The type of the spiritually indolent is that fixture known as the
half-baked Catholic--some people call him "a poor stick"--who is too
lazy to meet his obligations with his Maker. He says no prayers,
because he can't; he lies abed Sunday mornings and lets the others go
to mass--he is too tired and needs rest; the effort necessary to prepare
for and to go to confession is quite beyond him. In fine, religion is
altogether too exacting, requires too much of a man.

And, as if to remove all doubt as to the purely spiritual character of
this inactivity, our friend can be seen, without a complaint,
struggling every day to earn the dollar. He will not grumble about
rising at five to go fishing or cycling. He will, after his hard day's
work, sit till twelve at the theatre or dance till two in the morning.
He will spend his energy in any direction save in that which leads to
God.

Others expect virtue to be as easy as it is beautiful. Religion should
conduce to one's comfort. They like incense, but not the smell of
brimstone. They would remain forever content on Tabor, but the dark
frown of Calvary is insupportable. Beautiful churches, artistic music,
eloquent preaching on interesting topics, that is their idea of
religion; that is what they intend religion--their religion--shall be,
and they proceed to cut out whatever jars their finer feelings. This is
fashionable, but it is not Christian: to do anything for God--if it is
easy; and if it is hard,--well, God does not expect so much of us.

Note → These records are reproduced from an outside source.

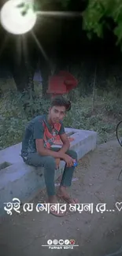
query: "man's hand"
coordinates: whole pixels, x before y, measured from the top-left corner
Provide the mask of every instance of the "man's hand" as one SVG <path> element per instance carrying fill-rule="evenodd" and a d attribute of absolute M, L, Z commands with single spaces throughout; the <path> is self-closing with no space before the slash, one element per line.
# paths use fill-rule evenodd
<path fill-rule="evenodd" d="M 65 154 L 64 161 L 66 162 L 68 167 L 72 167 L 75 162 L 75 159 L 69 157 L 68 154 Z"/>
<path fill-rule="evenodd" d="M 56 158 L 56 169 L 59 169 L 60 158 Z"/>

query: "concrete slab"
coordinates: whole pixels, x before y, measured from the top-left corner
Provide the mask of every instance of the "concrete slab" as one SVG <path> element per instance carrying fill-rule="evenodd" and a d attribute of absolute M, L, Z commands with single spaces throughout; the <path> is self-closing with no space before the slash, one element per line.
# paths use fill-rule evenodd
<path fill-rule="evenodd" d="M 97 133 L 65 128 L 68 135 L 74 138 L 70 148 L 78 154 L 78 160 L 96 147 Z M 59 146 L 57 146 L 59 147 Z M 43 169 L 28 166 L 20 155 L 21 143 L 0 151 L 0 215 L 5 213 L 3 204 L 18 198 L 21 202 L 31 199 L 45 187 Z M 65 161 L 61 161 L 55 180 L 63 173 Z"/>

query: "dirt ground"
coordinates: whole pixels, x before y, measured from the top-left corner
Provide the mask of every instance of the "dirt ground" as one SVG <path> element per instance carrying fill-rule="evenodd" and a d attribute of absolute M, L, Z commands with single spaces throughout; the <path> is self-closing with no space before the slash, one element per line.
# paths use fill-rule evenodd
<path fill-rule="evenodd" d="M 93 213 L 68 210 L 65 217 L 57 217 L 35 210 L 6 214 L 0 221 L 0 255 L 106 256 L 119 250 L 122 246 L 122 210 L 115 204 L 122 202 L 122 175 L 121 180 L 117 180 L 122 169 L 121 156 L 122 148 L 114 140 L 98 145 L 79 161 L 74 175 L 78 180 L 72 182 L 71 192 L 80 203 L 92 202 Z M 34 204 L 43 200 L 45 195 L 45 191 L 38 195 Z M 98 203 L 106 203 L 105 209 L 114 211 L 97 212 Z M 54 239 L 75 239 L 79 247 L 73 250 L 42 247 Z M 120 255 L 122 252 L 117 254 Z"/>

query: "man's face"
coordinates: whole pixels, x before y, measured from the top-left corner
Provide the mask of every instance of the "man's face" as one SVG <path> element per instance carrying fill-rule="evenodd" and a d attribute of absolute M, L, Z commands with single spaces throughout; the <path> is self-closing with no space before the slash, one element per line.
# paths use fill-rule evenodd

You will see at a glance that this sort of a thing is fatal to the
sense of God in the soul; it has for its first, direct and immediate
effect to weaken little by little the faith until it finally kills it
altogether. Sloth is a microbe. It creeps into the soul, sucks in its
substance and causes a spiritual consumption. This is neither an acute
nor a violent malady, but it consumes the patient, dries him up, wears
him out, till life goes out like a lamp without oil.